Indonesia's dominance of the global nickel market is now absolute. At 2.05 million tons of contained nickel production projected for 2026, Indonesia accounts for 55% of global supply — a share that has nearly doubled since 2020 when it was 30%. The ramp-up continues unabated, with new RKEF (rotary kiln electric furnace) lines starting up at a rate of roughly 15-20 lines per year across the major industrial parks.

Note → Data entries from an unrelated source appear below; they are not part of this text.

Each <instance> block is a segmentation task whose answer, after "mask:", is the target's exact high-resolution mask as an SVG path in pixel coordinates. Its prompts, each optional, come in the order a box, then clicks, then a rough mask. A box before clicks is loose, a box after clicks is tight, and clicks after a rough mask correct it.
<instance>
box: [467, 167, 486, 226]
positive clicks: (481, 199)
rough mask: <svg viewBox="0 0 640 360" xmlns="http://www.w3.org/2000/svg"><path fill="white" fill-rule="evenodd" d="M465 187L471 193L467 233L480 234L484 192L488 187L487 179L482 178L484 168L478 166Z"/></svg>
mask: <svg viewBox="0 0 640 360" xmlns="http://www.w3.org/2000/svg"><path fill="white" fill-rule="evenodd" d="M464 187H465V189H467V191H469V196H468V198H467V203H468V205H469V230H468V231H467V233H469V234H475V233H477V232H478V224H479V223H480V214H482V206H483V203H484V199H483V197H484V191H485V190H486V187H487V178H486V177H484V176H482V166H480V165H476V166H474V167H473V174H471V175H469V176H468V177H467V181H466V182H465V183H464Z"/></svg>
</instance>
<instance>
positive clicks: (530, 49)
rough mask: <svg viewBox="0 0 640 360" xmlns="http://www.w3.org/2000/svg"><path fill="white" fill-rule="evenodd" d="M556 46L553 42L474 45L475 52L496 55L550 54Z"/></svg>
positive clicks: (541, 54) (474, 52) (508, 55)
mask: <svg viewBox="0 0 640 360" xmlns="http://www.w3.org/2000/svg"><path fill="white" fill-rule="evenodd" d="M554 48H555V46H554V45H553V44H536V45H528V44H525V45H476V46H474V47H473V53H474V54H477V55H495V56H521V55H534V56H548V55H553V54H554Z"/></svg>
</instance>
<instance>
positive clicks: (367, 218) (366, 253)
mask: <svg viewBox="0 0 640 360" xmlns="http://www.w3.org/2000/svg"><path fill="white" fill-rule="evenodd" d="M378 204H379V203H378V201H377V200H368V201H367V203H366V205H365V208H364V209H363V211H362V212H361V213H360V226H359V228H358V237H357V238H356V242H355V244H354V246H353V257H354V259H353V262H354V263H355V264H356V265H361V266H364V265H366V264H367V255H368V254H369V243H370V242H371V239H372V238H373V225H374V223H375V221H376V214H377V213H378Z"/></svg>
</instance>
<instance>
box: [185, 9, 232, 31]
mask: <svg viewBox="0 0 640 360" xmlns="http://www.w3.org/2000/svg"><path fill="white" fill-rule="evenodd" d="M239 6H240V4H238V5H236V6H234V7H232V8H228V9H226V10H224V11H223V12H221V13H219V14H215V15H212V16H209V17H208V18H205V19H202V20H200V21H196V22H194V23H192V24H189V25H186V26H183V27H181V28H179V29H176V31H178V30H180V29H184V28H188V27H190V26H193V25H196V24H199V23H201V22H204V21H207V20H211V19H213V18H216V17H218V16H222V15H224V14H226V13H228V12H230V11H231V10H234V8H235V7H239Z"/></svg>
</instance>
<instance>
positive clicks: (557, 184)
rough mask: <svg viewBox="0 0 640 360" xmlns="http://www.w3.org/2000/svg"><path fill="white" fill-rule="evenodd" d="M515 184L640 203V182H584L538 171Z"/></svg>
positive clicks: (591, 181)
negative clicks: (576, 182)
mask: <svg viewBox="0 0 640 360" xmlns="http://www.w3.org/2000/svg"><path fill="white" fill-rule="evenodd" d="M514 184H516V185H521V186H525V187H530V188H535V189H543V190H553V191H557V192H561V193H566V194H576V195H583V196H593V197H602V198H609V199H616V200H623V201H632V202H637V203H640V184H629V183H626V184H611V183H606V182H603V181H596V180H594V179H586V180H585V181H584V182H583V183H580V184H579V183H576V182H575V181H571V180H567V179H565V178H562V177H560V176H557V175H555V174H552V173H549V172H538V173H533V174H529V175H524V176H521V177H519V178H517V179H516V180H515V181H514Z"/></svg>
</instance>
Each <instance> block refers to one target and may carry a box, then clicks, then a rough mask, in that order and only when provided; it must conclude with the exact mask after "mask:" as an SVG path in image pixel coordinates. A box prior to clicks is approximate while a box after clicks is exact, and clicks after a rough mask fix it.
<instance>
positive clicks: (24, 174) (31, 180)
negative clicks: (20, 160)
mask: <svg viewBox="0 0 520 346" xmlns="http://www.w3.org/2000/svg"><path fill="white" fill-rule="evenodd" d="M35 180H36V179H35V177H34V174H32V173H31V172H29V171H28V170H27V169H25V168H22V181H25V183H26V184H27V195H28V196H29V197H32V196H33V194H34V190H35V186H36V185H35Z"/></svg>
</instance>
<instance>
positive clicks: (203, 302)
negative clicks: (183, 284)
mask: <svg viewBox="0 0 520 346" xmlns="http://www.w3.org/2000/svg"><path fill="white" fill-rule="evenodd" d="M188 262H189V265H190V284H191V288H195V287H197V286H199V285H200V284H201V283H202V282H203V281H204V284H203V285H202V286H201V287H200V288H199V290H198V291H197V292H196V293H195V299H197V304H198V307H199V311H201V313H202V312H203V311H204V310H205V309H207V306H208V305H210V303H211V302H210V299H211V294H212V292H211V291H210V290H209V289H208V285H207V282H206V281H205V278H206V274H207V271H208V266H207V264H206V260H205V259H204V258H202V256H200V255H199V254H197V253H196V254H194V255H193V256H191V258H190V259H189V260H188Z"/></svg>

The Indonesia Morowali Industrial Park (IMIP) in Central Sulawesi, co-developed by China's Tsingshan Holding Group, is the epicenter. IMIP hosts over 50 RKEF lines with combined capacity exceeding 1 million tons of NPI per year. The Indonesia Weda Bay Industrial Park (IWIP) in North Maluku, developed by Tsingshan and France's Eramet, has added 24 lines and is approaching 500,000 tpy capacity. A third park, the Indonesia Huafei Industrial Park (IHIP), is under construction in Southeast Sulawesi.
Chinese capital is the engine. Cumulative Chinese investment in Indonesian nickel processing has reached roughly $32 billion since 2015, according to Indonesia's Investment Ministry. The model is straightforward: Chinese companies provide capital and technology, Indonesia provides ore (laterite nickel deposits containing 1.5-1.8% nickel), and the output — NPI, nickel matte, and mixed hydroxide precipitate (MHP) — is shipped to China for stainless steel and battery production.
The Indonesian government's downstream processing mandate (prohibiting raw nickel ore exports since January 2020) forces all ore to be processed domestically. This policy has successfully attracted investment but has also created an overconcentration risk. If demand growth slows or technology shifts (e.g., LFP batteries displacing NCM in EVs), Indonesia's nickel-dependent economy and the Chinese capital invested in it face a painful adjustment.
For the LME nickel price, the math is relentless: Indonesia adds roughly 200,000-250,000 tons of new supply annually while global demand grows by 100,000-120,000 tons. The surplus accumulates in LME warehouses (276,216 tons and counting) and in Chinese bonded warehouses (estimated at 80,000-100,000 tons). Until Indonesian supply growth decelerates — which would require either a policy shift in Jakarta, a sustained price below $16,000/mt, or an environmental crackdown on coal-fired RKEF plants — nickel prices will struggle to sustain a rally.
Indonesia controls 55% of global nickel supply and is still growing. For stainless steel buyers, this means nickel surcharges should remain low through 2026 and into 2027. The structural surplus in Class 2 nickel is not going away. However, supply concentration at this level carries policy risk: Indonesia could impose export taxes on NPI (discussed since 2024 but not implemented) or tighten environmental regulations on coal-fired processing. Monitor Indonesian regulatory developments; a policy shift is the only catalyst that could reverse the nickel surplus narrative.